Arlington Judge Blocks Historic Preservation of Westover Apartments

Arlington Judge William Newman ruled against community efforts for historic preservation in Westover on September 29. We had asked him to require the county to complete our historic petition for Westover, but the judge says the county can take as many years or decades as it chooses to complete historic review even if all the buildings are lost. He dismissed our lawsuit without even a full hearing on the merits.

Judge Newman—a Democrat and former member of the county board himself— ruled that the county can delay forever in processing our historic petition forever. He did not even have the sense of justice to allow us to argue our case with evidence at a trial. He dismissed our case with prejudice (meaning we can never re-file).

He ruled that the county does not have to proceed at all on our historic petition which was filed about 3 ½ years ago. Since we filed our historic petition, four apartment buildings were demolished in addition to seven demolished before.

Digital Camera

It is ironic that Judge Newman is married to a billionaire and lives in a mansion on an estate in Middleburg Virginia worth many tens of millions of dollars, and ruled that it is okay for the county government to allow the demolition of 70-year old apartments that house renters who live on very small incomes. There is plenty of room in Arlington for millionaires and billionaires living in their big mansions, but no room for a disabled veteran, a school aide or a library technician getting by on under $50,000 a year.

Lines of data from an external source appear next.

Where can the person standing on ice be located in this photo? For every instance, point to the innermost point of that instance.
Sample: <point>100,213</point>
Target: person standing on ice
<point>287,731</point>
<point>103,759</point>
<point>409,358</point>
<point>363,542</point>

It is a lousy and unfair justice and political system that values billionaires and developers over modest people living in Arlington. Justice deferred is justice denied. This is not justice.

We cannot appeal the judge’s egregious decision to the Virginia Supreme Court since this would cost us at least $15,000, and we can never recoup any of these legal fees even if we were to win our case. So our justice system works well for the rich and developers, but not for ordinary people in Arlington.

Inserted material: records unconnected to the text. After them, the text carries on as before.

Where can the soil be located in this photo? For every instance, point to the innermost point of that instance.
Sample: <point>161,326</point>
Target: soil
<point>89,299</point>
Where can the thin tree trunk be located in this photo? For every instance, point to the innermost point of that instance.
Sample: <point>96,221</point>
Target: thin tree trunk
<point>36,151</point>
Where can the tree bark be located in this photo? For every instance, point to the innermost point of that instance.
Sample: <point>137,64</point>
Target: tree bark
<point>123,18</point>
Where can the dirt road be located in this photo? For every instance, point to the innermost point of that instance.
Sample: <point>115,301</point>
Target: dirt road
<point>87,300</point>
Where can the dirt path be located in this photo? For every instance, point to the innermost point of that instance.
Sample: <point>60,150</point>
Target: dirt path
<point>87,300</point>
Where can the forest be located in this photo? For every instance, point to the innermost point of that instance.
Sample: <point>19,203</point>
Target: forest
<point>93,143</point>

With our court case thrown out, we asked the county board itself to bypass the local historic review board and take up the matter itself and give us a final decision. But this is highly unlikely as the board is in league with developers who choose to demolish older and simpler homes and build new, bigger, more energy wasteful, and expensive homes for the rich. And we wonder why we have an affordable housing problem in Arlington.

We will continue as best we can to preserve Arlington along with modest apartments for middle and working income people in Arlington.